New data published by Canadian broadband management company Sandvine reveals that BitTorrent can be credited for a quarter of all upstream Internet traffic in North America, more than any other traffic source. With heavy competition from Netflix and other real-time entertainment, BitTorrent's overall traffic share is falling.
Many Internet traffic reports have been published over the years, documenting how traffic patterns change over time.
A decade ago, long before the BitTorrent boom began, studies indicated that BitTorrent was responsible for an impressive 35% of all Internet traffic.
In the years that followed Internet traffic distribution underwent a metamorphosis, as video streaming took off with the launch of YouTube and later Netflix. As a result BitTorrent lost a significant share of total Internet traffic, in the United States at least.
However, BitTorrent is still here today and arguably more popular than ever before.
A new report published by broadband management company Sandvine reveals that torrent traffic is now responsible for 29% of all U.S. Internet traffic in North America during peak hours, up from 25% last year.
This means that well over a quarter all megabytes uploaded during the busiest time of the day can be traced back to torrents.

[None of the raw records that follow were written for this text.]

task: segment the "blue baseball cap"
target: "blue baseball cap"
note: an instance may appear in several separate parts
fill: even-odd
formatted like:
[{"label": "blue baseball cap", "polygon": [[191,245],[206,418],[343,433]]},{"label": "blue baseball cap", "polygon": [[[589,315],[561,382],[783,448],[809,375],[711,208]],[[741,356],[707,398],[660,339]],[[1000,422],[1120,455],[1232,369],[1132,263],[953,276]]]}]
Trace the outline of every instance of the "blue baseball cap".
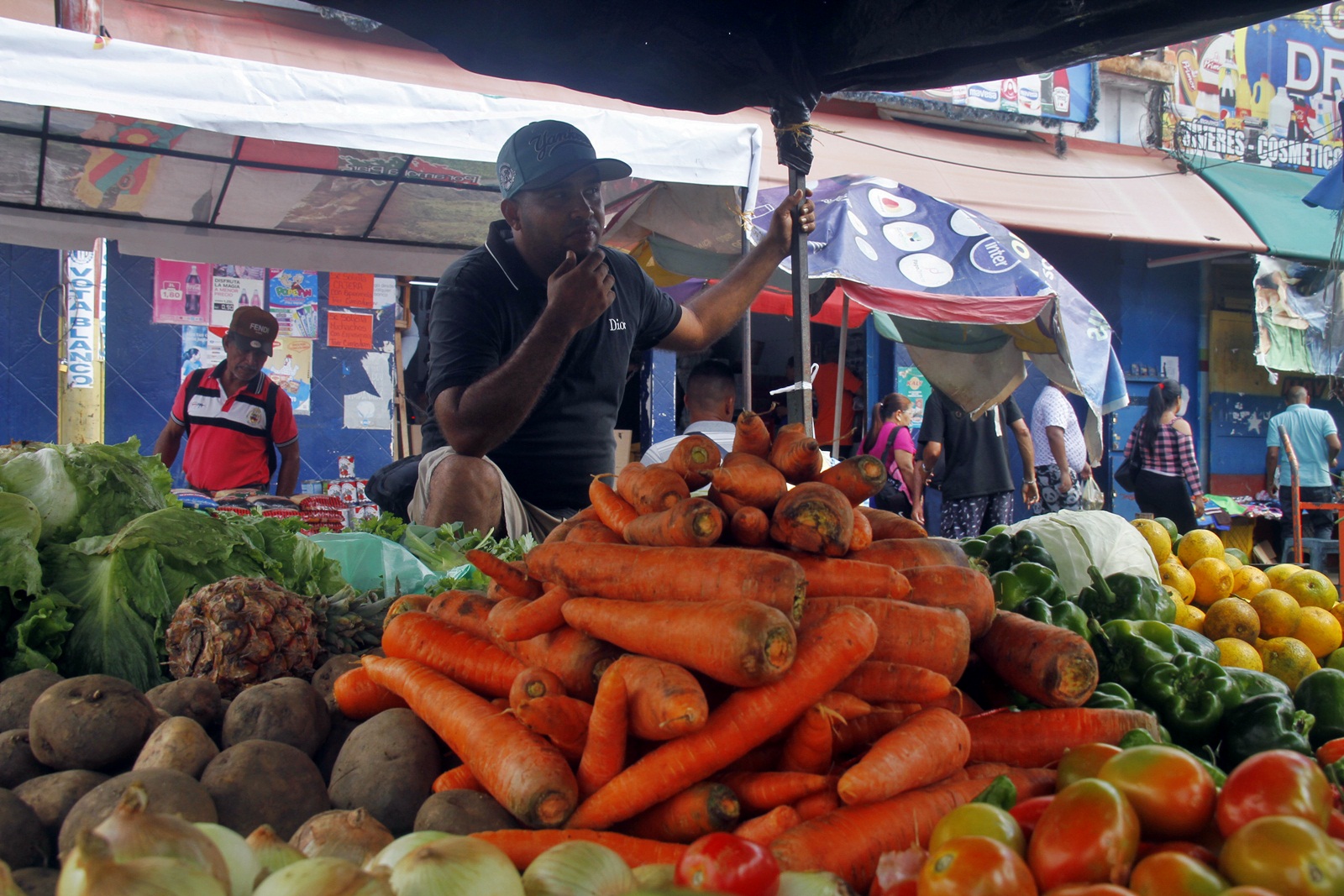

The increase is noteworthy as BitTorrent’s traffic share has consistently dropped in recent years, as other data sources grew more quickly. This drop is still visible in the overall peak hour traffic, where BitTorrent went from 5% to 4.4%.
This downward trend doesn’t mean that BitTorrent users share less data, as overall bandwidth usage has increased as well. However, Netflix, YouTube and several other entertainment services have certainly grown stronger.
Looking at the downstream traffic, we see that BitTorrent’s share during peak hours dropped to ‘only’ 2.7%. For the first time, both Amazon and iTunes are now using more data than BitTorrent and Hulu is closing in as well.
While BitTorrent has many legitimate uses most data is transferred by pirated files. This means that Netflix and the others are direct competitors for the popular file-sharing protocol.
Looking at the larger picture it’s clear that BitTorrent remains extremely popular in North America, but competition from legal services is growing.
It will be interesting to see how this trend develops during the years to come. It will certainly take a while before any other data source overtakes BitTorrent in terms of upstream traffic.